To clarify there are 3 features named "summary" in splunk, :
A - Summary indexing : classic since splunk 4.*
B - Report acceleration : introduced on splunk 5.*
C - Data model acceleration : introduced on splunk 6.*
Remark : none of those features counts on your license usage, but they can add some extra search load to generate the summarized data.
@yannK - Is there anyway you could explain these in more of a conceptual vs. a mechanical way?
For example, maybe explain if one is more like an additional index vs. one being a cache?
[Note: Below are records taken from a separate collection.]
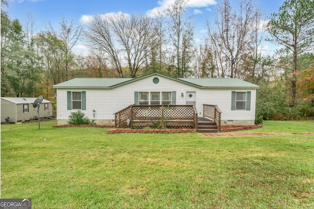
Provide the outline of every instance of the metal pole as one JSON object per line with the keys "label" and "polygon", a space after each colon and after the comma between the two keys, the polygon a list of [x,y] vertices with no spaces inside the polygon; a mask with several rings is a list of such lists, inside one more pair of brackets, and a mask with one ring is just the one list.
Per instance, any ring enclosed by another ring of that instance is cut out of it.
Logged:
{"label": "metal pole", "polygon": [[39,105],[37,105],[38,109],[37,110],[37,115],[38,116],[38,129],[40,129],[40,123],[39,122]]}

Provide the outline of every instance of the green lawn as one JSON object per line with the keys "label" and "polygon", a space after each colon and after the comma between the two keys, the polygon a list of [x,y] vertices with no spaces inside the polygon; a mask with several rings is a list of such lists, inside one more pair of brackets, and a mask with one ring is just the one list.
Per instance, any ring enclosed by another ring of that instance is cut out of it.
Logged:
{"label": "green lawn", "polygon": [[[108,135],[1,125],[1,198],[32,208],[314,207],[314,136]],[[266,121],[253,133],[314,133]]]}

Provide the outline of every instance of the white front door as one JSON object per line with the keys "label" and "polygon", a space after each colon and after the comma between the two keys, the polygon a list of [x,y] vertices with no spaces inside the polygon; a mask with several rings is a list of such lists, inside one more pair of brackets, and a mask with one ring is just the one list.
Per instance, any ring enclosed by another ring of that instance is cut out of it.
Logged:
{"label": "white front door", "polygon": [[185,93],[185,104],[195,105],[196,104],[196,93],[186,92]]}

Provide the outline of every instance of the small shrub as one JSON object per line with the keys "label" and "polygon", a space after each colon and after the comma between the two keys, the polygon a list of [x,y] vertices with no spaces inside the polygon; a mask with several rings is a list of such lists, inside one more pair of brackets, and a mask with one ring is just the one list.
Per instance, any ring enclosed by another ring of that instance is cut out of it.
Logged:
{"label": "small shrub", "polygon": [[71,112],[69,116],[69,121],[70,125],[90,125],[92,122],[87,117],[85,116],[85,114],[80,110],[78,112]]}
{"label": "small shrub", "polygon": [[259,116],[255,117],[255,123],[256,124],[262,124],[264,120],[263,120],[263,116]]}

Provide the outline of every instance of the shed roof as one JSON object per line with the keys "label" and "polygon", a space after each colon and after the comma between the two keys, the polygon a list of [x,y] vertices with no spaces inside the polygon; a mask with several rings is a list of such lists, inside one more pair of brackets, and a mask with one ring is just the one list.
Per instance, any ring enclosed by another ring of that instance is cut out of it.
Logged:
{"label": "shed roof", "polygon": [[169,79],[200,88],[259,88],[260,86],[237,78],[177,78],[154,72],[135,78],[77,78],[52,86],[54,88],[102,88],[111,89],[135,82],[153,75]]}
{"label": "shed roof", "polygon": [[[12,102],[15,104],[27,104],[27,102],[32,104],[35,101],[35,100],[37,99],[34,97],[1,97],[1,99],[4,99],[9,102]],[[25,99],[26,101],[23,99]],[[43,99],[42,103],[51,103],[50,101],[48,101],[45,99]]]}

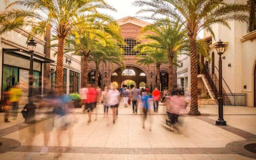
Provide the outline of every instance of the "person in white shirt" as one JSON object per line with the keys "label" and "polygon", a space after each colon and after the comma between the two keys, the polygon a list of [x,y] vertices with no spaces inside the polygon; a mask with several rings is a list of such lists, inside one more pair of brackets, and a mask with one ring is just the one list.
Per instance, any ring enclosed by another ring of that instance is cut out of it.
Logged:
{"label": "person in white shirt", "polygon": [[109,90],[108,94],[109,94],[108,104],[112,109],[112,113],[113,116],[113,124],[115,123],[116,118],[116,110],[118,107],[120,100],[120,93],[116,89],[115,87],[113,87],[113,89]]}
{"label": "person in white shirt", "polygon": [[84,112],[85,112],[86,105],[89,104],[87,101],[87,95],[88,94],[88,88],[84,87],[81,88],[80,94],[81,95],[81,101],[82,101],[82,107],[84,107]]}

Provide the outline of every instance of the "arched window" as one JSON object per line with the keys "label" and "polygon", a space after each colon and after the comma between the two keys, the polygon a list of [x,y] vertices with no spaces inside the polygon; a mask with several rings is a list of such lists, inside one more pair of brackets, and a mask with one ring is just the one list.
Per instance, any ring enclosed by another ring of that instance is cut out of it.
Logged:
{"label": "arched window", "polygon": [[135,76],[136,75],[135,72],[132,69],[125,69],[122,73],[122,76]]}
{"label": "arched window", "polygon": [[118,75],[117,74],[117,73],[116,72],[114,72],[113,73],[112,73],[112,76],[118,76]]}
{"label": "arched window", "polygon": [[146,74],[144,73],[142,73],[140,74],[140,76],[146,76]]}
{"label": "arched window", "polygon": [[136,40],[132,38],[126,38],[124,39],[124,41],[126,44],[126,45],[119,45],[124,51],[124,55],[125,56],[136,55],[137,53],[140,53],[140,51],[134,51],[133,49],[135,46],[140,43],[139,42],[137,42]]}

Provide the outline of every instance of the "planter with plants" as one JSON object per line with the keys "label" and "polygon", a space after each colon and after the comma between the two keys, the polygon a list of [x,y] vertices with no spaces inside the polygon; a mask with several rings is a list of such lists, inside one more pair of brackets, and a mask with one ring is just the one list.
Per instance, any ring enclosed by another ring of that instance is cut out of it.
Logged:
{"label": "planter with plants", "polygon": [[71,93],[68,95],[71,101],[73,102],[75,108],[81,108],[81,97],[77,93]]}

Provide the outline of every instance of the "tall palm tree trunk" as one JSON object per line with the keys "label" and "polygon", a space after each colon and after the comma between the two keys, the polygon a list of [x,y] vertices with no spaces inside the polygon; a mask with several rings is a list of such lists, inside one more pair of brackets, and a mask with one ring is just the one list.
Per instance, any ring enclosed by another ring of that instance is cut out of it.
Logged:
{"label": "tall palm tree trunk", "polygon": [[197,89],[197,56],[196,51],[196,39],[190,37],[189,45],[190,49],[190,74],[191,76],[191,101],[190,110],[189,115],[199,115],[198,111]]}
{"label": "tall palm tree trunk", "polygon": [[170,56],[169,56],[168,58],[169,59],[168,62],[169,80],[168,82],[168,88],[169,91],[171,92],[172,91],[173,86],[173,58]]}
{"label": "tall palm tree trunk", "polygon": [[156,65],[156,75],[157,77],[156,80],[156,86],[160,90],[160,65]]}
{"label": "tall palm tree trunk", "polygon": [[88,80],[88,65],[89,63],[89,56],[85,56],[83,58],[84,62],[83,63],[83,86],[84,87],[86,87],[87,86],[87,83]]}
{"label": "tall palm tree trunk", "polygon": [[59,37],[56,67],[56,87],[62,91],[63,89],[63,60],[66,38]]}
{"label": "tall palm tree trunk", "polygon": [[98,81],[99,80],[99,66],[96,65],[96,71],[95,72],[95,86],[97,86],[98,85]]}

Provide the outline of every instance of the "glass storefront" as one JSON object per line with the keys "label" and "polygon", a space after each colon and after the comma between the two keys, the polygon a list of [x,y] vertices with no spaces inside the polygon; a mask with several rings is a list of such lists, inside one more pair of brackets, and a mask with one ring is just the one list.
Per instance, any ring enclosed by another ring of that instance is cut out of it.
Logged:
{"label": "glass storefront", "polygon": [[69,94],[79,93],[80,74],[74,71],[69,71]]}

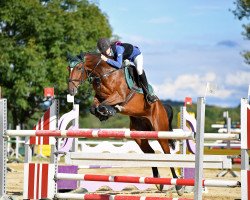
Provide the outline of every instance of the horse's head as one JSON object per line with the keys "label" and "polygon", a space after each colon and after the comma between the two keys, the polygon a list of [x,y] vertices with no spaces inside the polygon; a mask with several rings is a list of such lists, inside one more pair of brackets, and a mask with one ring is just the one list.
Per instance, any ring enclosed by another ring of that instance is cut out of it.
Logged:
{"label": "horse's head", "polygon": [[87,79],[87,72],[84,68],[85,54],[78,56],[67,55],[69,62],[68,91],[70,95],[76,95],[79,85]]}

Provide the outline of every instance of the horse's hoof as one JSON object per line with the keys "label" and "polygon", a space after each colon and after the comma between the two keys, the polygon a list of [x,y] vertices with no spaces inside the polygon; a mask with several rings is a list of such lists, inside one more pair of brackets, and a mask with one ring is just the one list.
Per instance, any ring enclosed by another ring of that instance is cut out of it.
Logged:
{"label": "horse's hoof", "polygon": [[162,192],[162,190],[163,190],[163,185],[162,184],[156,184],[155,186],[156,186],[157,190]]}
{"label": "horse's hoof", "polygon": [[184,191],[185,191],[185,186],[176,185],[175,189],[176,189],[177,194],[179,196],[182,196],[184,194]]}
Maybe some good cases of when to use one vs. when to use another.
Those methods A and B are not supposed to complete each others they are just 2 ways to achieve the same thing.
A - The "Summary indexing" is like generating events in a new index.
It's is perfect to generate a new set of pre-calculated data, and keep it for a longer retention.
example : having millions of web acccess logs in an index with a short retention, and every day summarize them as a number of hit per day, store in an dedicated index with a long retention. At the end you will only keep this information.
The only difficulty is if a scheduled search is skipped, you may have a gap to backfill
B - Report acceleration is for searches only, it precaculate them for you.
Example : having a long statistical search over a long period to populate a dashboard. Accelerate it to run all the time in the background , and load faster.
C - Data model acceleration is only usefull if you already have a datamodel. They are usually heavier to run, so accelerating them will help.
Example : the Common Information Model (CIM) comes with many datamodels, once the volume is large, the searches are slower. When the acceleration is turned on (depending of thebackfill range), it will be faster for the recent days.
yannK mentioned the following
an index named "summary" is shipped with splunk by default ($SPLUNK_HOME/var/lib/splunk/summary/db)
I believe it's $SPLUNK_HOME/var/lib/splunk/summarydb, not $SPLUNK_HOME/var/lib/splunk/summary/db. Notice that there is no backslash between "summary" and "db".